Better wages but getting poorer.

Behind the rhetoric this rebranding of the minimum wage does nothing to counteract the torrent of continued Conservative attacks on the working and non-working population. According to the Institute for Fiscal Studies, attacks to tax credits and other benefit freezes worsen the lives of the lowest paid despite the faux-living wage. The Social Mobility and Child Poverty Commission notes with all changes taken into account, 45% of working families will see their income reduced –  over three quarters of which earn less than £20k a year. A living wage is worth little if it’s at the expense of the other hard-won benefits such as pensions, tax credits, employment rights, welfare and a reasonable work-rate.

So whilst we must fight for a real living wage we also must not confine ourselves to such a wage-limited terrain. The fight for a living wage cannot be enough if the lowest paid are cumulatively poorer despite increasing wages.

Closed for business.

In the concoction of competing notions of a living wage we must be firm in stating ours. According to the ONS some 6m workers  – 23% of all employees – aren’t paid the recommended living wage – a figure which is rising. The living wage is broadly supported (if voluntarily instituted) by many businesses and corporations which see it as a way to engineer higher productivity and an ethical image.
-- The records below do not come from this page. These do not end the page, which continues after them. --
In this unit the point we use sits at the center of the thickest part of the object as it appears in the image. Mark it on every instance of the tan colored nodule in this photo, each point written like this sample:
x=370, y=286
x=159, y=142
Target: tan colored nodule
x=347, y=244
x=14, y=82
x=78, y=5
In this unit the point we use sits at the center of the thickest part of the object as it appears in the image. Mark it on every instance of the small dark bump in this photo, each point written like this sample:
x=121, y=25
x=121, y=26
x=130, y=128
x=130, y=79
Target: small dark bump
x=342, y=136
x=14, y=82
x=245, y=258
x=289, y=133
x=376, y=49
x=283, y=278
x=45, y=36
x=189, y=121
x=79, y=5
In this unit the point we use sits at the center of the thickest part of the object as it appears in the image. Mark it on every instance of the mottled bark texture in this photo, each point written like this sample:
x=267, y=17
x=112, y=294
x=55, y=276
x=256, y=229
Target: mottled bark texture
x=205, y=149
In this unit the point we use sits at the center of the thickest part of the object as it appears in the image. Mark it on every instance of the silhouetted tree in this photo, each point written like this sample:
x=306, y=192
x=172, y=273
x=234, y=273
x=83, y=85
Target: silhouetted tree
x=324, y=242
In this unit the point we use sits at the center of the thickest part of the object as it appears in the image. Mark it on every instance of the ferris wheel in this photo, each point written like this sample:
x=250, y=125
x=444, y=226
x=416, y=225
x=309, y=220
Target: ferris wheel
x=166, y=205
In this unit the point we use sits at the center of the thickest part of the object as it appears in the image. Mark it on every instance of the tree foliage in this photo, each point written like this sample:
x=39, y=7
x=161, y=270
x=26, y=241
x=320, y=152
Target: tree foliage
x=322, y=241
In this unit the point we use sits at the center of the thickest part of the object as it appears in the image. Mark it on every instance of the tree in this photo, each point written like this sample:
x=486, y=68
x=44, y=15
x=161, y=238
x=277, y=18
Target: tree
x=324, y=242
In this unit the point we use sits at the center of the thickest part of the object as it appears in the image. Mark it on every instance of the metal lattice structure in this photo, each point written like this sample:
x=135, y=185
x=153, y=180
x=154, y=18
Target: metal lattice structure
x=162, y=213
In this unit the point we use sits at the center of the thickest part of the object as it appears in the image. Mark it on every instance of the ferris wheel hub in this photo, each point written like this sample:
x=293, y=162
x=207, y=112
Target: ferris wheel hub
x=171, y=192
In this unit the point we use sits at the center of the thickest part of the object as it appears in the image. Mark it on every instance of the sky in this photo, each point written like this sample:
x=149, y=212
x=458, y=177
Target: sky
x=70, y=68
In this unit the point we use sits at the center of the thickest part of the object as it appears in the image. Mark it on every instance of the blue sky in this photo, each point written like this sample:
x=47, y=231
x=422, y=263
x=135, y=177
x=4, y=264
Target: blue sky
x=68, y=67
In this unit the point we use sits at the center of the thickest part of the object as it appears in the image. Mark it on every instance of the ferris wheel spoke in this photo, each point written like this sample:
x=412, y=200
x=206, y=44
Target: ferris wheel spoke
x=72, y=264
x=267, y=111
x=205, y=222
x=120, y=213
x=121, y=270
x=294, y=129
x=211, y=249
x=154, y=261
We cannot accept their premise that the lives of workers should be subject to the interests of business and ‘productivity’. Thus our fight for a real living wage must also include its compulsory introduction; whether workers can live should not be the prerogative of businesses to which they can voluntarily ‘opt-in’ when good wages are deemed financially advantageous.

To the wage-relation…and beyond.

Securing a legally-mandated living wage does nothing to further struggles of the multitude of carers and homemakers who work outside the wage. The debate also has a habit of excluding migrants, BME people, LGBTQ people, women and students, among others. The traditional focus on the class struggle and a particular type of worker within it (white, male, citizen) has often forced those ‘other’ struggles to be articulated in a similar manner, gaining validity in the eyes of the dominant workers’ movement only when they became mediated by the wage.
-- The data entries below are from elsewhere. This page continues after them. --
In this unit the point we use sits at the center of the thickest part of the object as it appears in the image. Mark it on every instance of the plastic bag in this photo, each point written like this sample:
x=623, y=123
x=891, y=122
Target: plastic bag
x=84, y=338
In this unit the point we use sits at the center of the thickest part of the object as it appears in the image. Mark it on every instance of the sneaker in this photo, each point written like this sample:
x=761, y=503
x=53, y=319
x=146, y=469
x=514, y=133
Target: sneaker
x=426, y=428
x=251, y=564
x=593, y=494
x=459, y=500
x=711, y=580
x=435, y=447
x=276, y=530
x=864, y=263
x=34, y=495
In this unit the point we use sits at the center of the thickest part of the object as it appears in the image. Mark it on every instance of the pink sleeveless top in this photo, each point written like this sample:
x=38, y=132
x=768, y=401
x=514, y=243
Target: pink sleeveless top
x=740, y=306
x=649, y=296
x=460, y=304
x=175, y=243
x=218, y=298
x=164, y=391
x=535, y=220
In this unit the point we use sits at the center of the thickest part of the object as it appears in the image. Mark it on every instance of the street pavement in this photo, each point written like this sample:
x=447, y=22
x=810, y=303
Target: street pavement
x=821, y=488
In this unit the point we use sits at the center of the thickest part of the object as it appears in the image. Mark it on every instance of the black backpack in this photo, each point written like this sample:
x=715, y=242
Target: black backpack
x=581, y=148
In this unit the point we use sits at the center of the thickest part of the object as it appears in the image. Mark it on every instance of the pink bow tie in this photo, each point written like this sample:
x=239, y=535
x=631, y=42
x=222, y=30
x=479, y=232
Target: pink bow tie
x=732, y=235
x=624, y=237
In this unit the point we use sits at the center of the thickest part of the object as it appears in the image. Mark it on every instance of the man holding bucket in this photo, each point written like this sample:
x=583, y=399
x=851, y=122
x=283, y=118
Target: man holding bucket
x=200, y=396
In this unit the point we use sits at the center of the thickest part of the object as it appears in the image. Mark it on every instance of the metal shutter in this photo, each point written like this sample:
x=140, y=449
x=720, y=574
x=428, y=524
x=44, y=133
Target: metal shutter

Just as it is necessary for people to be able to live from any work, it is also necessary to recognise the limits of a perspective that focuses solely upon the wage-relation. This focus privileges a certain type of struggle over many others whose injustices which cannot simply be reduced to being underpaid; many proletarians – from prisoners to undocumented workers – struggle outside the wage-relation. Therefore whilst fighting for a living wage we must avoid the trap of reverting to old perspectives which make this the fight and the struggle – not only because of real transformations in the capitalist economy in recent decades, but because of the cost of such a focus for other struggles.

Left behind.

The fight for a living wage should also indict the weakness of our movements in these times: that in one of the largest economies in the world so many aren’t paid enough to live. The solution is not to revert to an old workerism but to expand our horizons and look forward. Waged workers are a declining quantity. Just as capitalism evolves so must our opposition to it.

Much of austerity’s damage has been to life outside the wage; in attacks on welfare, housing, access to childcare, mental and physical health services. Simultaneously the fight against austerity has been most noticeable, and arguably most productive, in various communities’ responses to such attacks. So whilst the left must fight for higher wages on our terms, we also need to avoid a perspective which sidelines the multitude of struggles beyond the wage-relation. We cannot settle for a living wage – because we must reassert the necessity, and possibility, of life without a wage.